Facing a period of turmoil amid a coronavirus closure, the Metropolitan Museum of Art has laid off 81 employees in its visitor services and retail departments. The museum had previously said that it expects a shortfall of $100 million in revenue and that it will most likely remain closed through July. This round of layoffs is the museum’s first since it temporarily shuttered in March.
Alongside the layoffs came news that executives at the museum would take pay cuts. Max Hollein, the museum’s director, and Daniel H. Weiss, its president and CEO, will take voluntary cuts of 20 percent, and 11 others in senior positions will take 10 percent cuts.
“Our two primary objectives continue to be doing all that we can to support the health and safety of our community and to protect the long-term financial health of the museum,” Weiss said in a statement. “The arts and culture community is facing a crisis of unprecedented magnitude in our lifetimes. On this our 150th anniversary year, we take strength from the resilience and vision that built our beloved institution. While we are not immune from the impact of this pandemic, the Met is a strong and enduring institution and will remain one.”

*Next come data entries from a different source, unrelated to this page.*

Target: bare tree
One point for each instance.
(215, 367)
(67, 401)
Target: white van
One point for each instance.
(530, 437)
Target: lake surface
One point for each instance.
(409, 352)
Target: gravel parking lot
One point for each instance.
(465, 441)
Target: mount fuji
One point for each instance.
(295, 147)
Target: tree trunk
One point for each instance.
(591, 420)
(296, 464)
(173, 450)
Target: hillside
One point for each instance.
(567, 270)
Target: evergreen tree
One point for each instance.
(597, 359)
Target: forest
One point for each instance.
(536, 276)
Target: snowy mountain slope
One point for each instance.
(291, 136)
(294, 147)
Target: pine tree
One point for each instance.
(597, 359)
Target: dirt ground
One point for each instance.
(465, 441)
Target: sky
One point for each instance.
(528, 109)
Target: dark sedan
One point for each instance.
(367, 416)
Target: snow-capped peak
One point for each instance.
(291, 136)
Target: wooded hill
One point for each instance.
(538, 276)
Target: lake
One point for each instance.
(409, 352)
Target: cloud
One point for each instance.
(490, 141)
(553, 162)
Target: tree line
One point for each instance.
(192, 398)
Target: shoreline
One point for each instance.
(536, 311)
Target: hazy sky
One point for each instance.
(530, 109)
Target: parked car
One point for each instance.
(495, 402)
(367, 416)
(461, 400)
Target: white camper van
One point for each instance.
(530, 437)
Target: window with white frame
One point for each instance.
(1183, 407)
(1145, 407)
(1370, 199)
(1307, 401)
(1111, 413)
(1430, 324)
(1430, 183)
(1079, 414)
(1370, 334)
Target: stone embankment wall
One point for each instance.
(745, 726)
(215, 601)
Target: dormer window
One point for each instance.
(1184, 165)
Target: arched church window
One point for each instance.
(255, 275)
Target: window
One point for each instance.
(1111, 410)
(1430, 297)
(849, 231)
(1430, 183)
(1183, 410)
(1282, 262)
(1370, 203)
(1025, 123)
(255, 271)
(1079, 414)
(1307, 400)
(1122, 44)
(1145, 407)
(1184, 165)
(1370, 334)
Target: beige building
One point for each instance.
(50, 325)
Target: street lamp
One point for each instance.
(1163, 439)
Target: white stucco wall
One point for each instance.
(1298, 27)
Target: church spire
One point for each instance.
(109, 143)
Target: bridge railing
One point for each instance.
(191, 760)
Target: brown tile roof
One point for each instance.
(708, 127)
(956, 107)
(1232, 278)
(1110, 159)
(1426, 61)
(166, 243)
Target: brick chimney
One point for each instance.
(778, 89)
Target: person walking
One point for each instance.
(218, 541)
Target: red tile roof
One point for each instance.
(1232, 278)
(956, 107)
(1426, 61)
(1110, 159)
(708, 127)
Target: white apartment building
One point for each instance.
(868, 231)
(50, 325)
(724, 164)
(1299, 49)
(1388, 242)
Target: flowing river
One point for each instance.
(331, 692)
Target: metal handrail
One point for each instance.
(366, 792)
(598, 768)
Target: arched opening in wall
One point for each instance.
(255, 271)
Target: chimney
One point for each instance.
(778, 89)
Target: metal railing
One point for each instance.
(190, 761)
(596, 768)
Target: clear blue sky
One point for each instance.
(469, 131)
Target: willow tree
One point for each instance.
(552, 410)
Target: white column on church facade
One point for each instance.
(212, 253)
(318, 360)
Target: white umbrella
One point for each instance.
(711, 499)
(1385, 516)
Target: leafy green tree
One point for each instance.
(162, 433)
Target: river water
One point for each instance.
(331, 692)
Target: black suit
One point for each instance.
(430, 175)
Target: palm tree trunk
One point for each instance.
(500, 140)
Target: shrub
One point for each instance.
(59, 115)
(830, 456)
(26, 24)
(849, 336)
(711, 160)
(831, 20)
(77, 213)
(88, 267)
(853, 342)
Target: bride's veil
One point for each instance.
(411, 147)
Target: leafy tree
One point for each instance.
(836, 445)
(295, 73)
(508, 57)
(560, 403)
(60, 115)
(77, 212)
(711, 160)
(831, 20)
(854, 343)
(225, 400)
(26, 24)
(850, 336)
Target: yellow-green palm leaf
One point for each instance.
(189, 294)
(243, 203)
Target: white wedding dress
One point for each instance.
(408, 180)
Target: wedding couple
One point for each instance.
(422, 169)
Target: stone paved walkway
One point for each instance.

Earlier this month, the Met said it would pay all employees’ salaries through May 2. That deadline was extended from April 4, the date through which the museum originally said it would guarantee continuing making payments to employees.
The Met now joins other major New York museums that have laid off employees. The Whitney Museum cut 76 employees in April and said it expects to lose $7 million, and the Museum of Modern Art terminated the contracts of all freelancers in its education department. Meanwhile, the Guggenheim Museum and the New Museum have both furloughed a significant percentage of employees, as has MoMA PS1, which now only has 17 full-time employees remaining on its staff and is facing what its director recently called the “most significant financial crisis” in its history.